Orthogonal Approximate Message Passing with Optimal Spectral Initializations for Rectangular Spiked Matrix Models

TL;DR

This paper introduces an orthogonal approximate message passing algorithm for rectangular spiked matrix models with rotationally invariant noise, providing optimal spectral initializations and rigorous performance analysis.

Contribution

It develops an OAMP algorithm with state evolution for general RI noise, enabling optimal denoising and outlier combination, advancing high-dimensional signal estimation methods.

Findings

Algorithm's performance matches replica-symmetric predictions.

Spectral initializations are effective under minimal noise assumptions.

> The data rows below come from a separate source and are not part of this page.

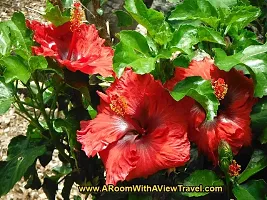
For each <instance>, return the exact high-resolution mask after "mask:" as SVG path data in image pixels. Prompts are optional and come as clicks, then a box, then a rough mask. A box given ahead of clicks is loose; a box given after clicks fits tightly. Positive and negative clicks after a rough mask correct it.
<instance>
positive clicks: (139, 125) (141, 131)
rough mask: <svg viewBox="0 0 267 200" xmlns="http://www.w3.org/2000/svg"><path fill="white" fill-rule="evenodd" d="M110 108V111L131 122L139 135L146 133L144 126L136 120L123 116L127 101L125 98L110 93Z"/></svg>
mask: <svg viewBox="0 0 267 200" xmlns="http://www.w3.org/2000/svg"><path fill="white" fill-rule="evenodd" d="M110 102H111V103H110V104H109V106H110V109H111V110H112V111H114V112H115V113H116V114H117V115H120V116H122V117H124V119H125V120H126V121H127V122H128V123H129V124H131V125H132V126H133V127H134V129H135V131H136V132H137V133H138V134H140V135H144V134H145V133H146V130H145V129H144V128H142V127H141V126H140V125H139V124H138V122H137V121H136V120H134V119H132V118H130V117H128V116H125V114H126V108H127V102H126V100H125V98H124V97H122V96H118V95H117V94H115V95H112V96H111V97H110Z"/></svg>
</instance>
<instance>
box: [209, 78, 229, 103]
mask: <svg viewBox="0 0 267 200" xmlns="http://www.w3.org/2000/svg"><path fill="white" fill-rule="evenodd" d="M212 88H213V89H214V93H215V96H216V97H217V99H218V100H222V99H224V97H225V95H226V93H227V90H228V85H227V84H226V83H225V81H224V80H223V79H222V78H219V79H218V80H217V81H214V82H213V84H212Z"/></svg>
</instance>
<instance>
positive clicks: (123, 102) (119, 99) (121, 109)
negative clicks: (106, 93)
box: [109, 95, 127, 116]
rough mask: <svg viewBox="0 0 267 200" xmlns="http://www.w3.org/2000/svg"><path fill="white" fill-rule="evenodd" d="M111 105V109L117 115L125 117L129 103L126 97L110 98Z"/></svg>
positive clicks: (116, 96) (114, 97) (117, 96)
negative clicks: (125, 111)
mask: <svg viewBox="0 0 267 200" xmlns="http://www.w3.org/2000/svg"><path fill="white" fill-rule="evenodd" d="M110 101H111V103H110V104H109V105H110V108H111V110H113V111H114V112H115V113H116V114H117V115H121V116H124V115H125V110H126V108H127V103H126V100H125V98H124V97H119V96H118V95H112V96H111V98H110Z"/></svg>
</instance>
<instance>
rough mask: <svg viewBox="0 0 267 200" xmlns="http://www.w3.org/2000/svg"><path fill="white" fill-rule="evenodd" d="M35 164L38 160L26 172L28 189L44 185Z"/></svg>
mask: <svg viewBox="0 0 267 200" xmlns="http://www.w3.org/2000/svg"><path fill="white" fill-rule="evenodd" d="M35 165H36V162H34V163H33V164H32V165H31V166H30V167H29V168H28V170H27V171H26V172H25V174H24V180H27V184H26V185H25V186H24V188H26V189H29V188H31V189H33V190H35V189H36V190H38V189H40V188H41V186H42V184H41V181H40V179H39V177H38V173H37V170H36V167H35Z"/></svg>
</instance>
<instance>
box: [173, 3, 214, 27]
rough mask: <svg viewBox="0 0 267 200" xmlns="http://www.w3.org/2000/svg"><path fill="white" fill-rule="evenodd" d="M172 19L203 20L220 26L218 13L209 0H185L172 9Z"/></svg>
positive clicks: (206, 21) (180, 19) (211, 23)
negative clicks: (183, 2) (219, 23)
mask: <svg viewBox="0 0 267 200" xmlns="http://www.w3.org/2000/svg"><path fill="white" fill-rule="evenodd" d="M169 20H170V21H173V20H179V21H181V20H195V21H196V20H201V21H202V22H204V23H205V24H207V25H210V26H212V27H214V28H216V27H217V26H218V21H219V19H218V13H217V11H216V9H215V8H214V7H213V6H212V5H211V3H210V2H209V1H207V0H185V1H184V3H183V4H179V5H177V6H176V8H175V10H174V11H172V13H171V15H170V17H169Z"/></svg>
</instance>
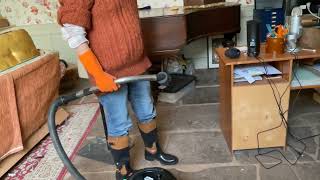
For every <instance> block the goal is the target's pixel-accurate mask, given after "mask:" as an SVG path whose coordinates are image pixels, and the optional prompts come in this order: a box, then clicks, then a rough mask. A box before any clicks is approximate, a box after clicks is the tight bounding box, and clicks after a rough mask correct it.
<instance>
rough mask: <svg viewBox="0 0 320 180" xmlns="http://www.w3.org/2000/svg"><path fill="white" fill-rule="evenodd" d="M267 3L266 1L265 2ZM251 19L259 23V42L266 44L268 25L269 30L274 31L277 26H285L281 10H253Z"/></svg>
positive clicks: (267, 35) (255, 9) (284, 16)
mask: <svg viewBox="0 0 320 180" xmlns="http://www.w3.org/2000/svg"><path fill="white" fill-rule="evenodd" d="M266 2H267V1H266ZM253 19H254V20H257V21H259V22H260V31H261V33H260V39H261V42H266V40H267V37H268V33H269V32H270V29H268V26H267V25H268V24H269V25H270V27H271V29H275V28H276V27H277V26H278V25H281V24H282V25H283V24H285V15H284V9H283V8H271V9H270V8H267V9H255V10H254V13H253Z"/></svg>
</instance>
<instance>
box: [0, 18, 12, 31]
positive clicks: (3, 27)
mask: <svg viewBox="0 0 320 180" xmlns="http://www.w3.org/2000/svg"><path fill="white" fill-rule="evenodd" d="M9 26H10V24H9V21H8V20H7V19H5V18H2V17H0V28H4V27H9Z"/></svg>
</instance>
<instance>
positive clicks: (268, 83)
mask: <svg viewBox="0 0 320 180" xmlns="http://www.w3.org/2000/svg"><path fill="white" fill-rule="evenodd" d="M270 80H271V81H270V83H275V84H279V83H281V84H282V83H289V82H288V80H286V79H283V78H278V79H270ZM265 84H268V85H269V81H268V79H266V78H265V77H263V78H262V80H261V81H255V82H254V83H252V84H250V83H249V82H235V83H233V86H234V87H236V86H255V85H265Z"/></svg>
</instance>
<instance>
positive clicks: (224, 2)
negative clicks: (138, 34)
mask: <svg viewBox="0 0 320 180" xmlns="http://www.w3.org/2000/svg"><path fill="white" fill-rule="evenodd" d="M239 5H240V4H239V3H232V2H223V3H214V4H211V5H209V6H208V7H200V6H199V8H195V7H193V8H191V7H184V6H181V7H165V8H152V9H147V10H140V11H139V17H140V18H142V19H143V18H154V17H166V16H184V15H187V14H190V13H193V12H197V11H201V10H206V9H213V8H223V7H230V6H239Z"/></svg>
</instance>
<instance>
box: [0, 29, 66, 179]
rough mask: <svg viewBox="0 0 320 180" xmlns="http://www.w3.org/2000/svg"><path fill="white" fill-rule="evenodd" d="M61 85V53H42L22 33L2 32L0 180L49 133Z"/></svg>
mask: <svg viewBox="0 0 320 180" xmlns="http://www.w3.org/2000/svg"><path fill="white" fill-rule="evenodd" d="M59 82H60V66H59V58H58V53H56V52H42V53H40V51H39V50H37V48H36V47H35V45H34V43H33V41H32V39H31V37H30V36H29V34H28V33H27V31H25V30H23V29H19V30H8V31H7V32H0V137H1V141H0V176H1V173H3V172H2V171H3V169H5V168H4V167H3V163H5V162H6V161H7V159H10V158H11V157H12V156H10V155H12V154H15V155H16V153H17V152H19V153H17V154H20V156H19V157H20V158H21V157H22V156H23V155H24V154H25V153H26V152H27V151H28V150H30V149H31V148H32V147H33V146H34V145H36V143H37V142H39V141H40V140H41V139H42V138H43V137H44V136H45V135H46V134H47V133H48V130H47V129H46V121H47V113H48V109H49V106H50V104H51V103H52V101H53V100H54V99H55V98H56V97H57V95H58V90H59ZM39 132H41V133H39ZM20 151H21V152H24V153H21V152H20ZM8 156H10V158H7V157H8ZM18 159H19V158H18ZM13 162H14V161H11V164H12V163H13ZM9 164H10V163H9Z"/></svg>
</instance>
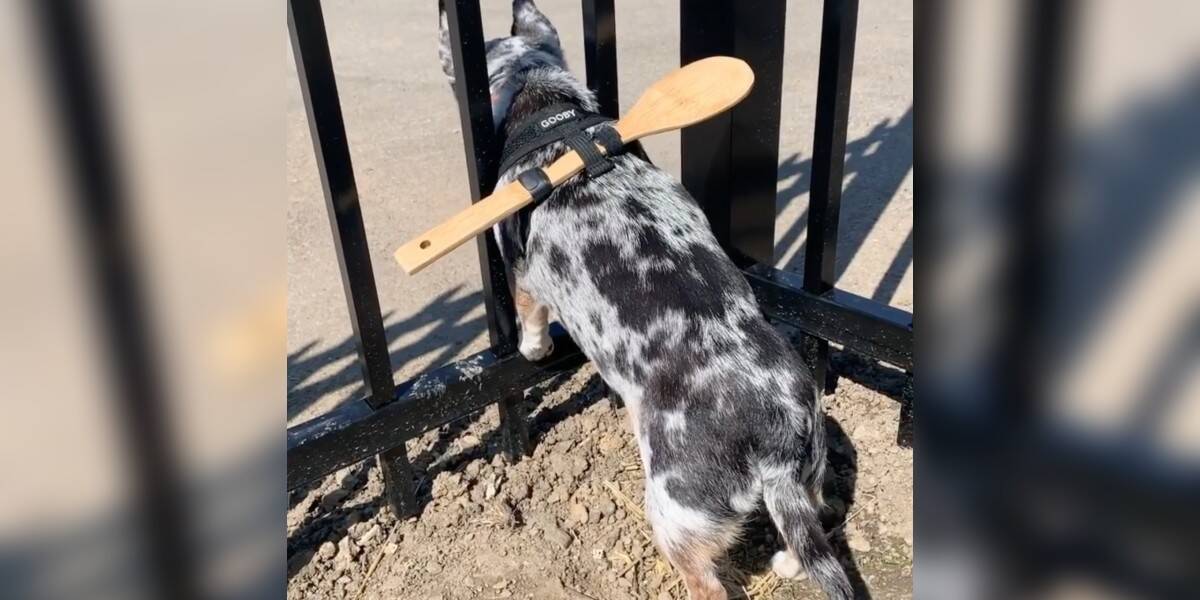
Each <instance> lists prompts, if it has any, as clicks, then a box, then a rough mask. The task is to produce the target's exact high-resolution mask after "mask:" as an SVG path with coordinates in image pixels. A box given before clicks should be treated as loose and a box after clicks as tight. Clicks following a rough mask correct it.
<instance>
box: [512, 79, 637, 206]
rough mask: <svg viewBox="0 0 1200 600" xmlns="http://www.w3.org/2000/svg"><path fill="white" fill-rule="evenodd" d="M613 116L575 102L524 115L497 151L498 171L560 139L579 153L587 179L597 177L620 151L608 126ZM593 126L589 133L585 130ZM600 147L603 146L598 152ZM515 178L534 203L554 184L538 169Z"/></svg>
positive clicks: (551, 188)
mask: <svg viewBox="0 0 1200 600" xmlns="http://www.w3.org/2000/svg"><path fill="white" fill-rule="evenodd" d="M610 122H612V118H610V116H605V115H602V114H598V113H589V112H587V110H584V109H583V108H581V107H580V106H578V104H572V103H560V104H553V106H551V107H547V108H545V109H542V110H539V112H536V113H534V114H533V115H530V116H528V118H526V119H524V120H523V121H521V124H520V125H517V126H516V127H515V130H514V133H512V134H511V136H509V138H508V139H506V140H505V142H504V150H503V151H502V152H500V170H499V172H500V173H504V172H505V170H508V169H510V168H511V167H512V166H514V164H516V163H517V162H520V161H521V160H522V158H524V157H527V156H529V155H530V154H533V152H535V151H538V150H541V149H542V148H546V146H548V145H550V144H553V143H554V142H562V143H564V144H566V145H568V146H570V148H571V150H575V151H576V152H578V155H580V157H581V158H583V168H584V170H586V172H587V174H588V176H589V178H598V176H600V175H604V174H605V173H608V172H610V170H612V161H611V160H610V158H611V157H612V156H616V155H618V154H620V151H622V149H623V144H622V142H620V134H619V133H617V130H614V128H613V127H612V125H608V124H610ZM596 125H600V126H599V127H596V128H595V130H594V131H593V132H592V133H588V132H587V131H586V130H587V128H588V127H593V126H596ZM596 144H599V145H600V148H604V152H601V151H600V150H599V149H598V148H596ZM517 181H520V182H521V185H522V186H523V187H524V188H526V190H528V191H529V196H533V200H534V202H541V200H545V199H546V198H547V197H548V196H550V193H551V192H553V191H554V186H552V185H551V184H550V178H547V176H546V173H545V172H542V170H541V169H536V168H534V169H529V170H526V172H523V173H521V174H520V175H517Z"/></svg>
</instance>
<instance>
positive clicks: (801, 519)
mask: <svg viewBox="0 0 1200 600" xmlns="http://www.w3.org/2000/svg"><path fill="white" fill-rule="evenodd" d="M762 491H763V494H762V497H763V502H764V503H766V504H767V511H768V512H770V518H772V521H774V522H775V527H778V528H779V533H780V534H781V535H782V536H784V540H785V541H786V542H787V550H785V551H781V552H778V553H775V556H774V557H773V558H772V560H770V566H772V570H774V571H775V575H779V576H780V577H796V576H797V575H799V574H800V570H802V569H804V570H808V572H809V575H811V576H812V578H814V580H816V582H817V583H820V584H821V588H822V589H824V592H826V594H827V595H828V596H829V598H830V599H832V600H850V599H852V598H853V589H852V588H851V586H850V578H848V577H847V576H846V570H845V569H844V568H842V566H841V563H839V562H838V557H836V556H834V553H833V548H830V547H829V542H828V541H826V538H824V530H823V529H822V527H821V520H820V516H818V515H820V506H818V504H817V502H818V500H817V497H816V493H815V490H810V488H809V487H808V486H805V485H804V482H803V478H802V476H800V474H799V473H798V472H797V469H793V468H779V469H770V472H769V473H768V474H766V475H764V476H763V482H762Z"/></svg>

Proposed method is conjectured to be statistically optimal among iterative estimators.

Abstract

We propose an orthogonal approximate message passing (OAMP) algorithm for signal estimation in the rectangular spiked matrix model with general rotationally invariant (RI) noise. We establish a rigorous state evolution that precisely characterizes the algorithm's high-dimensional dynamics and enables the construction of iteration-wise optimal denoisers. Within this framework, we accommodate spectral initializations under minimal assumptions on the empirical noise spectrum. In the rectangular setting, where a single rank-one component typically generates multiple informative outliers, we further propose a procedure for combining these outliers under mild non-Gaussian signal assumptions. For general RI noise models, the predicted performance of the proposed optimal OAMP algorithm agrees with replica-symmetric predictions for the associated Bayes-optimal estimator, and we conjecture that it is statistically optimal within a broad class of iterative estimation methods.